문제

I've the following script:

#!/bin/bash

USER="NONE"
LOST=0
AVG=0

while getopts ":pmu:" OPTION; do
    case $OPTION in
        u)
            USER=$OPTARG
            ;;
        p)
            LOST=1
            ;;
        m)
            AVG=1
            ;;
        \?)
            echo "Invalid argument: -$OPTARG"
            exit 1
            ;;
        :)
            echo "-$OPTARG requires an argument."
            exit 1
            ;;
    esac
done

echo "$USER-$LOST-$AVG"

exit 0

I want the -u option to take an argument. The script correctly recognizes invalid options and when -u is called without an argument. But unfortunately, when I type:

myscript -u -m -p

It prints:

-m-1-0

So, it uses -m as -u argument and ignores the -m option itself.

도움이 되었습니까?

해결책

You told getopts that the -u option was followed by an option-argument. -m is a string value; the fact that it starts with a - sign is immaterial to its status as an option-argument; you are allowed to use - at the start of an option-argument value.

So, your observations are correct. That is the intended design; this is the way the getopt() function works, and it is an implementation of the POSIX Utility Syntax Guidelines — a slightly relaxed version of those guidelines, in fact. If you don't like it, use something else other than getopts, but you'll be fighting against the system.
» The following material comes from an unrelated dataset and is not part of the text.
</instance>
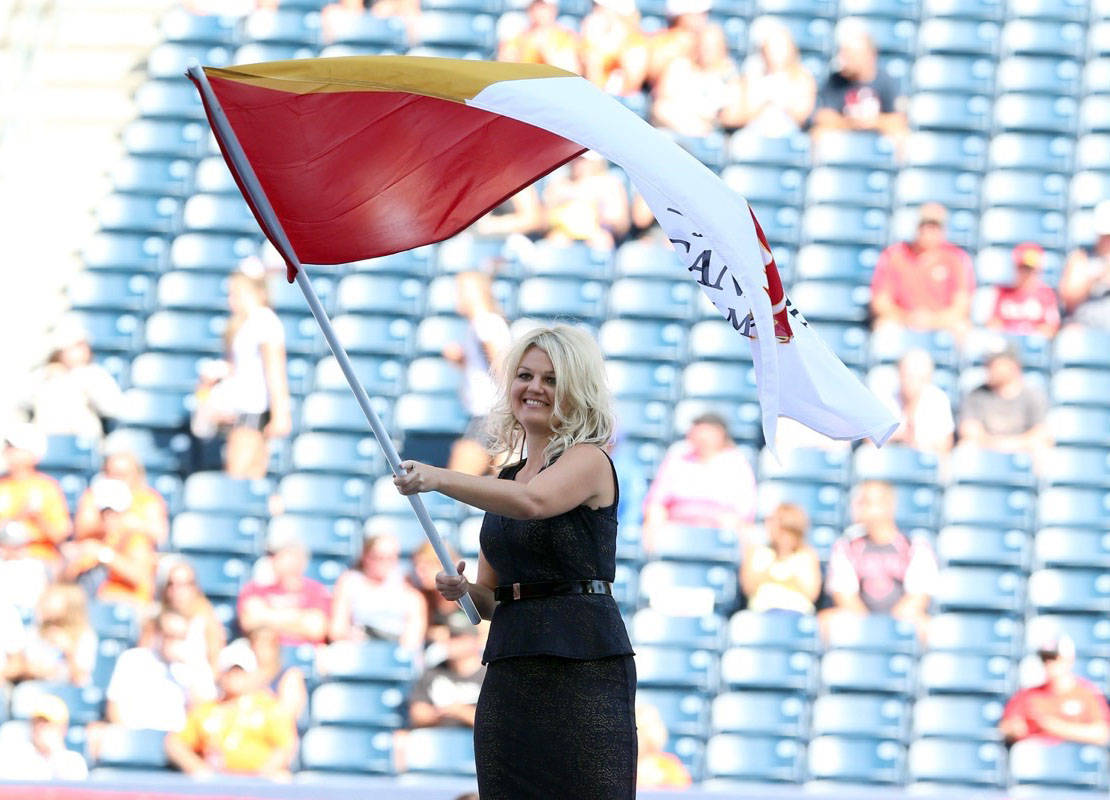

Note that although POSIX getopt() allows 'optional option-arguments' in theory, in practice, only the last option on the command line can have an optional option-argument, making them essentially useless.

It is perfectly possible to devise option parsing systems that behave differently and which substantially satisfy the Utility Syntax Guidelines; many people have done it. Indeed, the GNU getopt program is an extended implementation which is likely what you should be looking at — but it has a very different invocation to get to the behaviour (see also Using getopts in bash shell script to get long and short command line options). The systems are all different, and it is usually complex to describe the required option handling behaviour succinctly yet unambiguously. See Solaris CLIP — Command Line Interface Paradigm for more information*.

* Google search term 'solaris clip' gets you movie clips for the movie 'Solaris'. A working search term is 'Solaris command line interface paradigm'.